The Rime of the Ancient Mariner
Samuel Taylor Coleridge
The boat came closer to the ship,
But I nor spake nor stirred;
The boat came close beneath the ship,
And straight a sound was heard.
Under the water it rumbled on,
Still louder and more dread:
It reach’d the ship, it split the bay;
The ship went down like lead.
Stunned by that loud and dreadful sound,
Which sky and ocean smote,
Like one that hath been seven days drown’d
My body lay aﬂoat;
But swift as dreams, myself I found
Within the Pilot’s boat
The last great turning point of the poem is perhaps the greatest. The ravaged ship was finally brought down by force from deep within the sea. The is much to be learned here because the real mystery was not why it sank, but rather how it stayed afloat so long.

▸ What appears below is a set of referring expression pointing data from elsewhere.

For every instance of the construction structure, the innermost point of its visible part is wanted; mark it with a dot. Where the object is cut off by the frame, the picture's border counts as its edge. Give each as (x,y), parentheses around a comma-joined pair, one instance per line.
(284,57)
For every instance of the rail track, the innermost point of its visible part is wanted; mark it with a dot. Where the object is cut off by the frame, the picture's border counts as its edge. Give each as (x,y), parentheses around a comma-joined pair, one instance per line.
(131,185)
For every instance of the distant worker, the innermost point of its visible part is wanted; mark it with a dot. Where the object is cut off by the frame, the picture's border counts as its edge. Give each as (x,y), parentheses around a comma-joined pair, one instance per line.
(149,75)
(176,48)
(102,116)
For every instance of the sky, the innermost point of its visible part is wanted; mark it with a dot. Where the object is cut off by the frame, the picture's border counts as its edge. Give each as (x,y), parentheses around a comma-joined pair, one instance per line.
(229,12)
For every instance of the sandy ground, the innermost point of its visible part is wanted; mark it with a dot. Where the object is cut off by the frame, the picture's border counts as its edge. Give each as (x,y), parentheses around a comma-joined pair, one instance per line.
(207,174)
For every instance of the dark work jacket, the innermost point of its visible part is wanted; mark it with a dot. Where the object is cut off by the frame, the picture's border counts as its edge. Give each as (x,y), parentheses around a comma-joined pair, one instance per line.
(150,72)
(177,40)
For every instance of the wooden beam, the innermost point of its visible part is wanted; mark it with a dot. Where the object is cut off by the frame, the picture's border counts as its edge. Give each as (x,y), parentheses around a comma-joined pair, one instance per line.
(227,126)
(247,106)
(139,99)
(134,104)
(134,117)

Many people likewise wonder why there is evil in the world when a better question would be “How can pervasive good exist in a fallen world?”
As Malcolm Guite writes:
There is, though, another way of looking at the sudden sinking of the mariner’s ship. The real question is not why did the ship sink here, but why has it not already sunk—how did it get so far? The sails are in rags, the planks are warped, there is no one at the helm. The ship should have sunk back in the tropics, and should certainly not have held together when it was being driven northward at supernatural speed. The answer seems to be that the ship is held together by the angelic power for the express purpose of bringing the mariner back to his beginning and enabling his redemption and new life. Once the angels leave the ship, it falls to pieces.
How can pervasive good exist in a fallen world?